Ольга уже секунд десять, как поняла, кто этот ночной гость, отыскавший её в квартире сестры, да ещё и так обрадовавший Макса. И вот уж от кого-кого, а от Макса она такой подставы не ожидала. Для него она была старшей дочерью, избалованной даже чуть больше, чем родные дети, потому что пять лет Оленька была единственным ребёнком в их молодой семье. Как-то Макс признался ей, что просто не решался закручивать гайки в воспитании девочки, доставшейся ему в приданое за красавицей-умницей женой. Мысль он тогда не развил, но, похоже, считал, что отсутствие строгостей испортило характер приёмной дочери. И вот сейчас Макс так запросто впустил в свой дом её бывшего мужа, даже не спросив её, Ольги, согласия. Деваться некуда, придётся встретиться с Андреем тихо-мирно, потому что было бы совсем уж свинством после «милой» семейной ссоры устроить ещё и скандал в доме, где её сестра так старательно обустраивала уют и покой.
Ольга нехотя спустила ноги с дивана, размышляя, отправиться в прихожую прямо так, в тёплой пижаме, или всё-таки одеться поприличнее, может быть, даже накраситься. Пока она так прикидывала и уже мысленно выстраивала короткий и неприятный разговор, Макс широко распахнул дверь в комнату. Ольга на секунду зажмурилась от яркого света, ворвавшегося в дверной проём, а когда открыла глаза и рот, чтобы начать протестовать, то осеклась, просто онемела от увиденного.
Андрей вошёл осторожно, и прежде всего её возмутило, что ему выдали личные домашние тапочки, те самые, в клеточку, совместно купленные пять лет назад. Захотелось выяснить, где их Сашка с Максом хранили так долго и зачем? Потом вновь вспыхнуло подозрение, что весь этот безумный вечер – спланированная акция, заговор! Но в следующий миг паранойя в мужниных домашних тапочках скромно отошла на второй план, а на первый выскочила паника. Ольга, отбросив одеяло, рванулась к Андрею, протягивая вперёд руки: бывший муж прижимал к себе сына, осторожно придерживая на своём плече вихрастую голову, а детская рука безвольно свисала. Что Ольга успела передумать за короткое мгновение, когда зацепилась испуганным взглядом за эту, словно бы тряпичную, руку, лучше и не перечислять.
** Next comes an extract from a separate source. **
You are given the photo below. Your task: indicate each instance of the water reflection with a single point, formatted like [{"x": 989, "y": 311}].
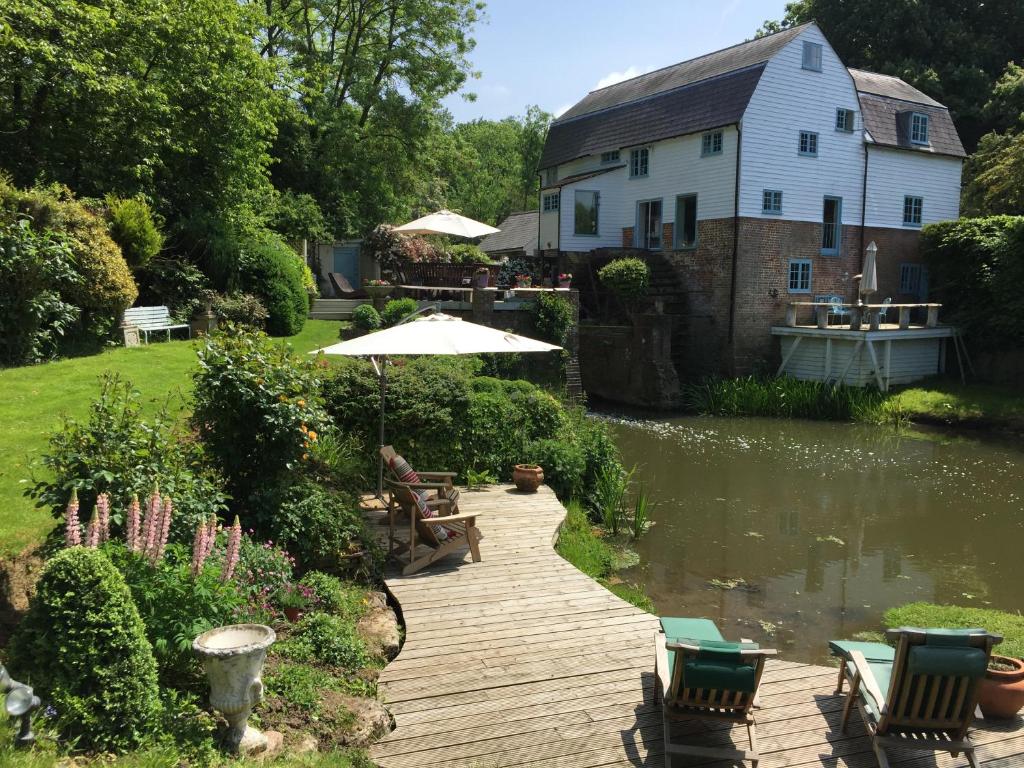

– Оленька, ребёнок спит, просто спит, – чуть придержал её Макс.
– Оля, тихо, только не кричи, – прошептал бывший муж.
Она и сама уже поняла, что всё в порядке: на руках Андрея сын спал, целый, невредимый, но… Ольга возмущённо зашипела. Вот как жить с такими людьми? Ничего хорошего от них она давно уже не ждёт. Всего несколько часов назад свекровь написала ей, что Коля благополучно прибыл к ним на дачу. И вот, пожалуйста, среди ночи они внука возвращают! Не справились что ли?
Макс, строго глянув на приёмную дочь, негромко, но веско сказал:
– Вы тут, надеюсь, без меня разберётесь. Но на всякий случай напоминаю: наши дети спят, ваш сын тоже, Саша там нарыдалась в подушку… А это значит, вы ведёте себя тихо. Всё понятно?
Макс погрозил им пальцем, как маленьким, и вышел из комнаты, аккуратно прикрыв за собой дверь. В ночной тишине квартиры было слышно, как он заглянул в детскую, выключил свет в прихожей, прошёл к себе.
Андрей подождал, когда глаза привыкнут к темноте, потом бережно уложил Колю на застеленный диван и встал рядом. Ольга молча, но нервно подтащила к дивану мягкое кресло-мешок, устроилась в нём, убедилась, что её мальчик дышит спокойно и видит десятый сон, подоткнула одеяло, после чего резко махнула бывшему мужу рукой, дескать, иди-ка отсюда.
Но Андрей уходить не собирался. Он присел рядом прямо на пол и облокотился на занятое ею кресло, похожее на скомканное старое одеяло.
Свет далёких уличных фонарей едва просачивался сквозь шторы. Ольга вгляделась в того, кто нарушил её личное пространство: едва различимый силуэт, лицо в полумраке угадывалось, но не читалось. Андрей же видел достаточно хорошо, чтобы сгрести в охапку кресло, Ольга тут же рыбкой метнулась вверх. Но оказалось, что встать на ноги с «кресла для релаксации», как заманчиво значилось оно на ценнике в магазине, не так-то просто, Оля не учла силы притяжения, причём, было не до конца понятно, что именно притянуло её вниз: то ли земля со своим ускорением свободного падения, то ли не подвластное обидам жаркое желание, то ли судьба. Она нырнула в мужские объятия, возмущённо фыркнула, ещё раз попыталась вывернуться, но как-то так вышло, что рывком прижалась к тому, от кого собиралась сбежать. Андрей, не сомневаясь ни секунды, обнял её так крепко, что стало трудно дышать, но она всё же продолжала и дышать, и трепыхаться, пытаясь выпутаться. Но её крепко удерживала хитро сплетённая сеть из мужских рук.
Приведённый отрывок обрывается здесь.